OPINION
This is an original proceeding seeking to mandamus the Honorable Samuel Paxson, Judge of the 210th Judicial District Court of El Paso, County, Texas, Respondent. Relator, Jaime Esparza, District Attorney for the 34th Judicial District seeks mandamus to direct Respondent to correct a judgment of conviction to properly reflect a jury’s affirmative finding of the use of a deadly weapon. We conditionally grant the writ of mandamus.
In order to obtain relief through writ of mandamus, a relator must establish that (1) no other adequate remedy at law is available and (2) that the act sought to be compelled is ministerial, rather than discretionary, in nature.
Dickens v. Court of Appeals Second Supreme Judicial District,
In the instant case, the defendant was charged with the felony offense of murder, in State of Texas v.

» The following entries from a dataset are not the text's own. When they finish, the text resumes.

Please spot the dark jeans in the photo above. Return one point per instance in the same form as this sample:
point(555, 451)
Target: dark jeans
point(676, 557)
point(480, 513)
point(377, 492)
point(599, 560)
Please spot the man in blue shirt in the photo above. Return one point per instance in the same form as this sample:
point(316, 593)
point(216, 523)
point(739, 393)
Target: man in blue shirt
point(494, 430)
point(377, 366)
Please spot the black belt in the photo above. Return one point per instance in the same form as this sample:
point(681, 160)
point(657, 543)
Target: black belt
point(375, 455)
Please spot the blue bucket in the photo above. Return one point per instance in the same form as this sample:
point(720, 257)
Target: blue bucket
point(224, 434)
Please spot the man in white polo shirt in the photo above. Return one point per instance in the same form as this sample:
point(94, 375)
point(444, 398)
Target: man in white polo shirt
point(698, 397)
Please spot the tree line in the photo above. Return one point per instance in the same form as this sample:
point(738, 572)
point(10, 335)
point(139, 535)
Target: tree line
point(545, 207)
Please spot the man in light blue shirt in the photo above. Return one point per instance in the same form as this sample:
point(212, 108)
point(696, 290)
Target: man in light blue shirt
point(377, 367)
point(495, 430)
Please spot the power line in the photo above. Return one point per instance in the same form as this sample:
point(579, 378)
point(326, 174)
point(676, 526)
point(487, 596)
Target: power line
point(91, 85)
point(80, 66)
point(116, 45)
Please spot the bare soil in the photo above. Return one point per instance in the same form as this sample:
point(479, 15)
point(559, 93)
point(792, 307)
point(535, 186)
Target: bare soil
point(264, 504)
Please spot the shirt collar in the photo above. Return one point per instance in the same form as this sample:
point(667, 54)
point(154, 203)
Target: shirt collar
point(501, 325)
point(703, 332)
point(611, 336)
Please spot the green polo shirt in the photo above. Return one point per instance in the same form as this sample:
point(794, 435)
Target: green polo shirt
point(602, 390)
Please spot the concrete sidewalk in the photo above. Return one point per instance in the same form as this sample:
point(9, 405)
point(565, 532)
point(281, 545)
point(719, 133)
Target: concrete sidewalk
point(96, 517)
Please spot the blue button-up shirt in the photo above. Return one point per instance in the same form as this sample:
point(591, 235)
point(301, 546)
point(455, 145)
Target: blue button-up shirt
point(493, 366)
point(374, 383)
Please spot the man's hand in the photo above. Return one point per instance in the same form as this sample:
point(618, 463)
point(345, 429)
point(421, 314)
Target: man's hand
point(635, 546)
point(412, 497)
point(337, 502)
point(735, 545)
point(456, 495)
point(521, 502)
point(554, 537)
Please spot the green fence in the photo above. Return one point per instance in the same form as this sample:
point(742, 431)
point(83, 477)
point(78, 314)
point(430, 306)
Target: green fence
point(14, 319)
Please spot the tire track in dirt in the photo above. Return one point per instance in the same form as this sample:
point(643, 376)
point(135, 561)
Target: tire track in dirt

Alberto Trevino, Cause No. 67938, then pending in the 210th Judicial District Court of El Paso County, Texas. The indictment, to which the defendant *172 pleaded guilty, read m pertinent part as follows:
[TJhat ALBERTO TREVINO on or about the 23rd day of November, One Thousand Nine Hundred and Ninety-two and anterior to the presentment of this indictment, in the County of El Paso and the State of Texas, did then and there unlawfully, intentionally and knowingly cause the death of an individual, GLORIA CORRAL, by strangulating GLORIA CORRAL about the neck with a sock,
And the Grand Juror do further present that the said defendant did use and exhibit a deadly weapon, to-wit: a sock, during the commission of the felony offense. ...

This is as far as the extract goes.